Adaptive tile could cut heating and cooling bills

"The device is still a proof-of-concept, but we hope it will lead to new technologies that one day could have a positive impact on energy expenditure in buildings," Elliott Hawkes says. (Credit: Raul Petri/Unsplash)

When deployed in arrays on roofs, a proof-of-concept adaptive tile could one day lower heating bills in the winter and cooling bills in the summer, without the need for electronics.

About half of an average American building’s energy consumption is spent on heating and cooling. That’s a lot of money spent, fossil fuel burned, and strain on an aging energy infrastructure during times of severe temperatures.

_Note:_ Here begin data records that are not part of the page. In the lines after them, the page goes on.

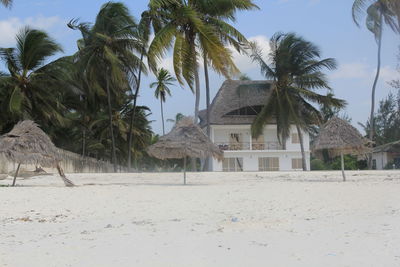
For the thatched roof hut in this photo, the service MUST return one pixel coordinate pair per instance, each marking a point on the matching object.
(237, 102)
(186, 139)
(339, 138)
(28, 144)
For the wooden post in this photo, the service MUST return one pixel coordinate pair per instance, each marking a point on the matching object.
(16, 174)
(342, 161)
(184, 170)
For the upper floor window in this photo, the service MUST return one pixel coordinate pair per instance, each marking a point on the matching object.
(297, 164)
(232, 165)
(295, 138)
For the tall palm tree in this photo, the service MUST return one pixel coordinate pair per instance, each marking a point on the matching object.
(378, 13)
(31, 86)
(107, 55)
(296, 69)
(184, 29)
(164, 80)
(143, 34)
(217, 13)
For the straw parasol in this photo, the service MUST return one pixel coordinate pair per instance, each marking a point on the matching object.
(339, 138)
(186, 139)
(28, 144)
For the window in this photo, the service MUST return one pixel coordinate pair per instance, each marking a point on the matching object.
(232, 165)
(295, 138)
(297, 164)
(258, 143)
(268, 164)
(235, 141)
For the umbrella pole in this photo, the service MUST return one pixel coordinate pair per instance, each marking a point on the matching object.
(342, 162)
(16, 174)
(184, 170)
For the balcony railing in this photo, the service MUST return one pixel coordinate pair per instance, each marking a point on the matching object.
(249, 146)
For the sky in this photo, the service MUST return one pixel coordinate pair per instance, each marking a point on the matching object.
(326, 23)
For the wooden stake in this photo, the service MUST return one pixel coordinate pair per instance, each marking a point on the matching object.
(342, 161)
(16, 174)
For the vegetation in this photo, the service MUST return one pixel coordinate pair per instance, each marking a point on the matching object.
(296, 68)
(378, 13)
(164, 80)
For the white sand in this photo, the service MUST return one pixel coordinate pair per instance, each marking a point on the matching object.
(221, 219)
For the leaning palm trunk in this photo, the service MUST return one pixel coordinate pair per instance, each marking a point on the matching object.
(207, 80)
(134, 111)
(113, 153)
(162, 116)
(303, 153)
(372, 115)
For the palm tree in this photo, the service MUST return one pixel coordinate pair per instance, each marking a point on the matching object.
(216, 13)
(31, 87)
(143, 34)
(164, 80)
(184, 29)
(6, 3)
(378, 13)
(296, 69)
(107, 55)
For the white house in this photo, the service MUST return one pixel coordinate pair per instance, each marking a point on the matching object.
(231, 114)
(386, 156)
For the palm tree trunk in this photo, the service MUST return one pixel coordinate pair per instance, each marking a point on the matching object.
(113, 153)
(378, 70)
(162, 116)
(208, 159)
(83, 142)
(133, 112)
(303, 153)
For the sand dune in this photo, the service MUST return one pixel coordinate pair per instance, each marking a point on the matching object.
(219, 219)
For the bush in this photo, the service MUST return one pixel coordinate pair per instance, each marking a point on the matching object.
(317, 165)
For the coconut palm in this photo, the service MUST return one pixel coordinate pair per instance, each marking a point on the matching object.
(217, 13)
(107, 55)
(164, 80)
(184, 29)
(378, 13)
(31, 88)
(296, 69)
(143, 34)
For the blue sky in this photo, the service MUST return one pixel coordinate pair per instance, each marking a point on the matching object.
(327, 23)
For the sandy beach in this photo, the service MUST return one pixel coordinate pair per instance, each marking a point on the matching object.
(219, 219)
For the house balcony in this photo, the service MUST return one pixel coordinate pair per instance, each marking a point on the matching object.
(249, 146)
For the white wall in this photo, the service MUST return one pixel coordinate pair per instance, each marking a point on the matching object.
(250, 159)
(381, 160)
(221, 134)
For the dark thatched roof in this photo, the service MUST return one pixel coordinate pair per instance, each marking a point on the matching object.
(28, 144)
(338, 136)
(393, 147)
(185, 140)
(235, 95)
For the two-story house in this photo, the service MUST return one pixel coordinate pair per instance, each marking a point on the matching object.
(232, 112)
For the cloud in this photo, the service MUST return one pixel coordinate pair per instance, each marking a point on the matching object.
(10, 27)
(243, 62)
(364, 71)
(351, 71)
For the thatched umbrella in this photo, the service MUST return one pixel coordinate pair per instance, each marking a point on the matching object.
(186, 139)
(28, 144)
(339, 138)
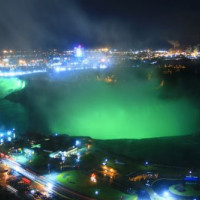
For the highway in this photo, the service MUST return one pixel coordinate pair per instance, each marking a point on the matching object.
(51, 186)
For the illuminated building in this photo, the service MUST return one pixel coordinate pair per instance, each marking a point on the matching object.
(7, 136)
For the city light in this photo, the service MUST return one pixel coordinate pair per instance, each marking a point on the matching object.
(77, 142)
(49, 186)
(93, 178)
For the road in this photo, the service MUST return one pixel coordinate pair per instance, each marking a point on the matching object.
(51, 186)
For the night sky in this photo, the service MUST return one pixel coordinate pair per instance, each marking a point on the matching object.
(42, 24)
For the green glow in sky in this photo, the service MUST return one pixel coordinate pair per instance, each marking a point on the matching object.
(114, 111)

It’s also a problem researchers are hoping to make a dent in, according to a new paper in the journal Device.

“It switches between a heating state and a cooling state, depending on the temperature of the tile,” says lead author Charlie Xiao, a researcher at the University of California, Santa Barbara. “The target temperature is about 65° F—about 18° C.”

At about four inches square, this passive thermoregulating adaptive tile device is a blend of Bolin Liao’s expertise in thermal science, and Elliott Hawkes’ work in mechanism design—a movable surface that can change its thermal properties in response to a range of temperatures.

The idea for this project came to them during long drives between Santa Barbara and northern California a few years ago.

“Both our spouses were in Stanford at the time, so we were taking trips and wondering what we could potentially do together,” says Liao, who, like Hawkes, is a professor in the mechanical engineering department.

They then received seed funding from the California NanoSystems Institute on campus to design mechanically tunable thermal devices.

It wasn’t until Xiao’s idea of using a wax motor that the idea of adaptive roof tiles took its final shape. Based on the change in the volume of wax in response to temperatures it is exposed to, a wax motor creates pressure that moves mechanical parts, translating thermal energy into mechanical energy.

Wax motors are commonly found in various appliances such as dishwashers and washing machines, as well in more specialized applications, such as in the aerospace industry.

In the case of the adaptive tile, the wax motor, depending on its state, can push or retract pistons that close or open louvers on the tile’s surface. So, in cooler temperatures, while the wax is solid, the louvers are closed and lay flat, exposing a surface that absorbs sunlight and minimizes heat dissipation through radiation.

But as soon as the temperatures reach around 18° C, the wax begins to melt and expand, pushing the louvers open and exposing a surface that reflects sunlight and emits heat.

In addition, during the melting or freezing process, the wax also absorbs or releases a large amount of heat, further stabilizing the temperature of the tile and the building.

“So we have a very predictable switching behavior that works within a very tight band,” Xiao explains. According to the researchers’ paper, testing has demonstrated a reduction in energy consumption for cooling by 3.1x and heating by 2.6x compared with non-switching devices covered with conventional reflective or absorbing coatings.

Because of the wax motor, no electronics, batteries, or external power sources are required to operate the device, and unlike other similar technologies, it is responsive within a few degrees of its target range.

Additionally, the simplicity of its design lend itself to customization—different thermal coatings and various types of wax can be used to allow the device to operate at desired temperature ranges, while also lending itself toward mass manufacture.

“The device is still a proof-of-concept, but we hope it will lead to new technologies that one day could have a positive impact on energy expenditure in buildings,” Hawkes says.